海の上のベレッタはどうしようもなくオッサンだ。下ネタを連発することだってある。だけど注意深く見るとその目は決して笑っちゃいない。多分、此処に合せるためにそうしているんだろう。無理してると気付けばこっちが溜め息を吐きたくなる。
陸の上のベレッタが逃げる理由も何となく分かった。海の上でのネタがリアルになるからだ。アイツは結局女だ。気持ち悪いと思わないわけがない。おれらはいつだって本気じゃない。遊びで道具のように扱うんだ。それに、嫌悪感を示さないわけがない。だからアイツは、遠く離れて月を見るんだ。早く月が消えるように、朝を待つために。そんなことをしても、意味はないのに。
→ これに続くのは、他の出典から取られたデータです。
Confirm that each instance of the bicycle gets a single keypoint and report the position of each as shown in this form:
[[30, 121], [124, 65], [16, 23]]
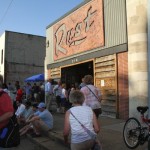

おれがアイツを気に掛けるようになって2年は経つか。そろそろ馬鹿みてェだから終止符を打とうと思う。アイツは相変わらず月に捕らえられたまま、月を嫌いながら縛られたままだ。どうせおれもこのままだと先には進めない。どっちに転んでも先に進むために終止符を打とうと思う。
おれも月が嫌いになった。アイツが初めて月が嫌いだと言ったからじゃない。嫌いなのに手を伸ばされてるからだ。おれらを好きだと言いながら手を伸ばさないのに、嫌っているのに月には手を伸ばす。そんな月など消えてしまえばいいと初めて思った。アイツの寝顔を眺めながらおれもまた手を伸ばせないでいる矛盾を、早く何とかしたい。早くしないと、おれはコイツじゃないから手を伸ばしてしまうだろう。セーブ出来る間に、終止符を。どっちでも構わないから終止符を。
でも、出来るなら、月なんぞに渡したくない。